Although the gold juniors and flyers are getting development funds by banks and venturers, they have a lot of competition for stock price support from the very large gold and silver metal ETF's in the US and elsewhere. Metals stock investors have long and bitter memories of the scams and failures of the 1980's and 90's, so even if penny stock traders are willing to risk it on golds as well as on techs, the gold majors are losing support as their costs rise and large portfolios get re-balanced. Holding the metals instead of always problematic stocks is appealing to those who are hedging portofolios rather than going for lottery-sized payoffs.
For nearly a year and a half I have expected to see a third wave high (second upwards push) from the 1999 low in gold. Gold's action has extended greatly, and the move from a year ago has comprised two thirds of the entire run from the 2001 secondary low.

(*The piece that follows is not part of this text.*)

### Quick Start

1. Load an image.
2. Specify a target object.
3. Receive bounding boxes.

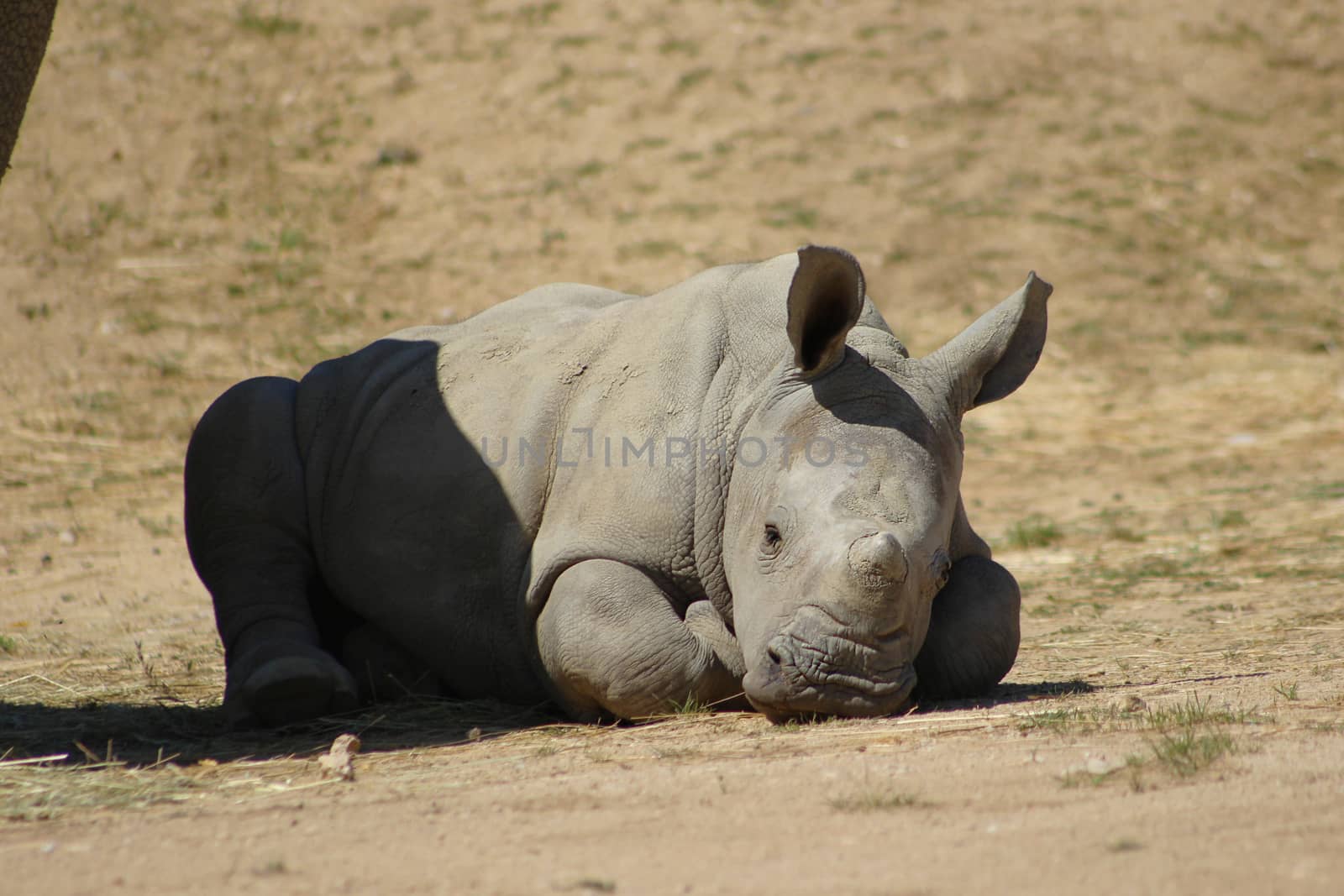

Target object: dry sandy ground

From my perspective Elliott Wave is a way of describing events rather than being a highly probable predictive tool. Nevertheless it is a useful schematic diagram of where gold has been.
The first chart runs from the very large degree second wave low of 1976 to the present. The bull market from 1968 to September 1980 I have outlined in detail in this 2001 article at Gold Eagle: http://www.gold-eagle.com/editorials_01/drake043001.html
Since then we have had two major waves up with a corrective wave down from 1999 to 2001. I believe we are in a new bull market since 1999 which will likely last another 15-20 years. However, with the recent retest of the orthodox high of 720 at the September 1980 high, one must acknowledge that very long term bears have a point in calling this current spike an X or B wave in a continuing bear market.
Given convincing evidence from all markets that the Kondratieff Wave bottomed from 1998 to 2003, I give the bears very low odds.
The second chart is a closeup of the bull move from the 1999 low with my Elliott description. (The gold data are continuous one month forward COMEX gold futures.) If this labeling is correct, I would expect gold to decline at least to 560 at the end of the correction, and it could go lower during some part of the correction, and it could last many months. Recent sentiment, which I have discussed, suggests some sort of correction which may have begun this past week or two. One must be aware of the fact that runaway markets can subdivide their last wave and keep going after minor corrections, so it is never wise to close one's mind on a wave label.
I did lighten up on metals stocks in the week before last but did not and will not sell metals holdings.